Il existerait, au fin fond de l’Afrique Centrale, un animal aquatique inconnu de taille monstrueuse, appelé Mokélé M’bembé. Quinze mètres de long, écaillé comme un serpent, cornu comme un boeuf, propulsant des geysers de baleine, se déplaçant dans un bruit de turbine, voilà tout ce qu’on sait de la bête. Dans les années 60, une tribu congolaise a tué un Mokélé M’bembé, et mangé sa chair. En 81, une expédition américaine a trouvé une empreinte dans des sédiments. Un scientifique niçois a quant à lui consacré une partie de sa carrière à l’animal, sans pourtant l’avoir jamais vu. C’est cet homme que nous suivons dans L’Hypothèse du Mokélé M’bembé, dans une expédition au Cameroun. Ce pourrait être une version africaine de L’Etrange créature du lac noir ; il n’en est rien, parce que c’est un documentaire et que l’histoire est vraie.

On est aussitôt immergé dans la jungle, d’une densité extrême, pour une progression au coupe-coupe avec le scientifique et son guide. Tranquillité souveraine de tout, des feuillages, des eaux, tranquillité du guide aussi ; par contre le scientifique est déjà las, épuisé, dégoulinant de sueur sous sa casquette, et même un peu bouffon d’être à ce point-là, dès le départ, si peu en symbiose avec ce qui l’entoure. Tout en marchant, il parle, seul ou avec son guide, il parle et écoute, et ne comprend pas. Ce qu’il cherche est un spécimen observable, une espèce à classer, et s’égare totalement dans les témoignages qu’il recueille, contradictoires, fantaisistes, invraisemblables. En fait, ce qu’on voit surtout s’enfoncer dans la végétation, et s’embourber dans les berges du fleuve Cameroun, c’est la pensée blanche. Pensée blanche de la maîtrise, de la fixation, contre ontologie noire connectée à la nature, insaisissable, magique, en constant devenir.

A tel point que dans les trois premiers quarts du film, le savant à casquette, sorte de Nicolas Hulot niçois, frôle vraiment l’antipathie (il faut attendre la dernière partie pour le personnage finisse par devenir touchant). Contemplative, la caméra elle-même a presque l’air de s’opposer à lui en permanence, par sa façon de s’ajuster aux lenteurs et aux puissances de la jungle – deux en particulier : la poussée des plantes, et l’eau du fleuve qui défile. Deux forces qui littéralement perdent le scientifique, réduisent d’une manière ou d’une autre ses efforts à néant (pour la première : un camp dressé l’année passée, et complètement disparu sous la végétation, et pour la deuxième, tout simplement l’attente, interminable, d’un probable surgissement du monstre à la surface de l’eau).

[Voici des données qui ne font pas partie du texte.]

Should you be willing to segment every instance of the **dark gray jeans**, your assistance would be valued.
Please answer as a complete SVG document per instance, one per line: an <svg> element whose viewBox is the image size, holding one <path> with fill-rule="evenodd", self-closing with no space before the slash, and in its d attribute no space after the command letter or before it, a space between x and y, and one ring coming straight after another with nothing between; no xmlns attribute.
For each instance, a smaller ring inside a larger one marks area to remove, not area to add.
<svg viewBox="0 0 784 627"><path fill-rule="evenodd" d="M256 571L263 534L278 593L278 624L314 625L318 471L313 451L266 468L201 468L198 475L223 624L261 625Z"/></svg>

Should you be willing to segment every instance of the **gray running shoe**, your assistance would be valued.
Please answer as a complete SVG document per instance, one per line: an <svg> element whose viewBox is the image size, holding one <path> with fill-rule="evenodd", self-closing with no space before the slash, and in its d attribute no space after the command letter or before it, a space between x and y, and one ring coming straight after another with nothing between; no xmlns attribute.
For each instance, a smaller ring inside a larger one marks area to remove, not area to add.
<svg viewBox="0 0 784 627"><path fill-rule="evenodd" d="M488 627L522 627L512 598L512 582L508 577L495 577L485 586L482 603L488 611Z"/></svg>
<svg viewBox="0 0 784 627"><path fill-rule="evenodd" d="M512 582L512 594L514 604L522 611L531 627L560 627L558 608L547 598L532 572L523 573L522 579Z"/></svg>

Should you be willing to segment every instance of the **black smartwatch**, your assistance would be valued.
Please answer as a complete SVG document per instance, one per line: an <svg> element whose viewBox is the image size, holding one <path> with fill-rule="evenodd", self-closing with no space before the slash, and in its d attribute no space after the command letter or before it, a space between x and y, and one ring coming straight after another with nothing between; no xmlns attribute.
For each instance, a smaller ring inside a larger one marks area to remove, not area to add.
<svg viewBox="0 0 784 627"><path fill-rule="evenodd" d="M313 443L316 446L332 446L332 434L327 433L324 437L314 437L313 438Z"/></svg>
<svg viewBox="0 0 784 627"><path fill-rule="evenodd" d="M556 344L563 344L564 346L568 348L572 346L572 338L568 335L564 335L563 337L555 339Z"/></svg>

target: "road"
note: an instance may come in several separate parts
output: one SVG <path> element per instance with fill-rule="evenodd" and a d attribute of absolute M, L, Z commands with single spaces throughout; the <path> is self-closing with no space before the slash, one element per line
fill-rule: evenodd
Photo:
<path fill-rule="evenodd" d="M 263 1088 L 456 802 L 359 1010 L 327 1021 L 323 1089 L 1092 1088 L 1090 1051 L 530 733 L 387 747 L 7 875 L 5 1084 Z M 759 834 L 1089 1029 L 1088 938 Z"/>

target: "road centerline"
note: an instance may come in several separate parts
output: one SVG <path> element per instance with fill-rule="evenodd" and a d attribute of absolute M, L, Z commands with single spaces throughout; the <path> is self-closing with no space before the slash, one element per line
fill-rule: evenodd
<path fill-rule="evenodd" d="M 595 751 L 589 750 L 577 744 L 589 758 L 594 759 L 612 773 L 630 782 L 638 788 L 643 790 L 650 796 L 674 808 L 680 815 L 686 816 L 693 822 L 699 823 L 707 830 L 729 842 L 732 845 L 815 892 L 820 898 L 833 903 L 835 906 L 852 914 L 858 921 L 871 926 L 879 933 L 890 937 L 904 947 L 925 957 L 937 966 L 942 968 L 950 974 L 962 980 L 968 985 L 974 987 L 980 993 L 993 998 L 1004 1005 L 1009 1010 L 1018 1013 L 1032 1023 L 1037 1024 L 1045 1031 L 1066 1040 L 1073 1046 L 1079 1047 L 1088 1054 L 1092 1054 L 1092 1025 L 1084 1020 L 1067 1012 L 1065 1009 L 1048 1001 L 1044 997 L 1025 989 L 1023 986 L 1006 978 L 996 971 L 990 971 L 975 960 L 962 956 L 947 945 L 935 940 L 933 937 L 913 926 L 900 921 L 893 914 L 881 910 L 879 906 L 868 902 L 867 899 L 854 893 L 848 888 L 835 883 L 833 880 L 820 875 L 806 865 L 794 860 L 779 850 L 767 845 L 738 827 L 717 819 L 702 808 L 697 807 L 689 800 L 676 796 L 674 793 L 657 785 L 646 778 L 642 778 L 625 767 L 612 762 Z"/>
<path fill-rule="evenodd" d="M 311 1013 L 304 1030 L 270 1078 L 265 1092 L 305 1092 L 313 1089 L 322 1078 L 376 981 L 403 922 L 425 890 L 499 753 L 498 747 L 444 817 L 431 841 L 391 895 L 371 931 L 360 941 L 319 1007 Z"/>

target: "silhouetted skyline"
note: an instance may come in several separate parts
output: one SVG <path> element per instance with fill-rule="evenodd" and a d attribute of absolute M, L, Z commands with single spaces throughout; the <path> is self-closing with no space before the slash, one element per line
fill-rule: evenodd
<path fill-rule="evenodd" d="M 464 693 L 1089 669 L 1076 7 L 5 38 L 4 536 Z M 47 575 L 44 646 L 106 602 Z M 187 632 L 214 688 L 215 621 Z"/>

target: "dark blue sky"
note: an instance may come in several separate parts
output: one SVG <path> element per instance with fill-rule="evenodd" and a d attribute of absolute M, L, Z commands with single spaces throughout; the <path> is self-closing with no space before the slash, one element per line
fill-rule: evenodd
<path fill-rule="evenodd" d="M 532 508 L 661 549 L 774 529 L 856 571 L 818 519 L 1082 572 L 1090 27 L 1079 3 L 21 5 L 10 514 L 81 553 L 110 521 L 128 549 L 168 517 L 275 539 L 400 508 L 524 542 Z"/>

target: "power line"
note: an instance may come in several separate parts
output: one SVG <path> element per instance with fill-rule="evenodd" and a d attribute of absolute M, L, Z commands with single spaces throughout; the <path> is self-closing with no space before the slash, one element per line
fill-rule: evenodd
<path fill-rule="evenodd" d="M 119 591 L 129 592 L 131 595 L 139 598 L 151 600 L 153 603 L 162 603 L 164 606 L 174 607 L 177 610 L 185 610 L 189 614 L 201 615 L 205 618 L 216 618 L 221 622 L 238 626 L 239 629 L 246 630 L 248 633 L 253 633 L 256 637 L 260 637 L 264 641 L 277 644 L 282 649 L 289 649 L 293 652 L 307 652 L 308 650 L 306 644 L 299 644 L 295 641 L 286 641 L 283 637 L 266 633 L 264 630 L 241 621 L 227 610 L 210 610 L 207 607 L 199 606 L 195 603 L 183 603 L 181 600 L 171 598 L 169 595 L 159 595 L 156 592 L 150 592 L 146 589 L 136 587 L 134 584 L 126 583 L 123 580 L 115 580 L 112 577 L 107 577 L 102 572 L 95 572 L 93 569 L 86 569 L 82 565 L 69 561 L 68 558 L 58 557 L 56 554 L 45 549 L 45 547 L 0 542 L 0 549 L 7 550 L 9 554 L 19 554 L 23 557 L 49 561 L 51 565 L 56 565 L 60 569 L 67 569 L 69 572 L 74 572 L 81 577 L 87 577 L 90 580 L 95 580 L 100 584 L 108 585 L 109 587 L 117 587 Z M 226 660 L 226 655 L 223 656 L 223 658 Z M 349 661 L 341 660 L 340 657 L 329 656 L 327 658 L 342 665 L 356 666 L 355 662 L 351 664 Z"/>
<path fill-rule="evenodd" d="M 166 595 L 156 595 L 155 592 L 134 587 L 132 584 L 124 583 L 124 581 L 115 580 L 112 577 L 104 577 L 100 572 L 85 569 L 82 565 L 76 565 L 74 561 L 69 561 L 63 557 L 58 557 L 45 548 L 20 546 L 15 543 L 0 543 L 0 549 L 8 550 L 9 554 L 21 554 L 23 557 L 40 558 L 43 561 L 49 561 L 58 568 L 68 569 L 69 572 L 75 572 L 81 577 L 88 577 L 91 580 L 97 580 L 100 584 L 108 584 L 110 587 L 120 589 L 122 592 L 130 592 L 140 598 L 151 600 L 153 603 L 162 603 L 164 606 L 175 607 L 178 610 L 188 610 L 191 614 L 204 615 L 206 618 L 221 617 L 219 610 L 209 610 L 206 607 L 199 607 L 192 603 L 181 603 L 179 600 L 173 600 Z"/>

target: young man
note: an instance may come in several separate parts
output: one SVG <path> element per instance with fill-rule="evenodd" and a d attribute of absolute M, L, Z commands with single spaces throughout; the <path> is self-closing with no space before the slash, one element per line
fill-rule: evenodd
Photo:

Or parallèlement à la confusion de l’explorateur, se dessine, au hasard des témoignages, un portrait poétique assez troublant du monstre. Qu’est-ce que c’est, au fond, que Mokélé M’bembé ? C’est une catastrophe, c’est l’orage, la crue (à cause des trombes d’eaux qu’il déplace, des berges ont été noyées, des filets de pêcheurs emportés). C’est aussi le bac, ce sont les moteurs, les machines, évidemment très présentes sur le fleuve (très belle scène montrant le conducteur du bac imitant le bruit du Mokélé, exactement le son du moteur qu’il fait tourner). C’est un esprit, « c’est le Diable », explique un autre intervenant. Le Mokélé M’bembé, c’est aussi celui qui prend l’ivoire des éléphants pour s’en faire un lit. Le Mokélé M’bembé, c’est le chasseur d’ivoire, de diamant ou de mercure, c’est le « patron ». En somme, c’est l’homme blanc. C’est tout cela, et c’est aussi un monstre aquatique.

Touché au cœur de ces métamorphoses sans même le savoir, Mokélé M’bembé lui-même, l’explorateur finit par se révéler un personnage résolument étrange, complètement entêté dans sa quête, herzogien à la limite, mais sans fureur, tout en douceur, en naïveté – c’est le contraire du Voyant – ne remarquant absolument rien, ne voyant pas qu’il est artiste (il dessine la bête à partir des témoignages, ce sont ses notes à lui), qu’il contemple, qu’il médite (devant l’eau, devant les plantes). En marge de la communauté scientifique, peut-être même la risée de ses copains, on le voit attendre, indéfiniment, que lui apparaisse le monstre. A moitié dans l’ombre, il finit par produire ce beau lapsus : « Voir un animal aussi rare, c’est vrai, rêvait, relève de la chance ».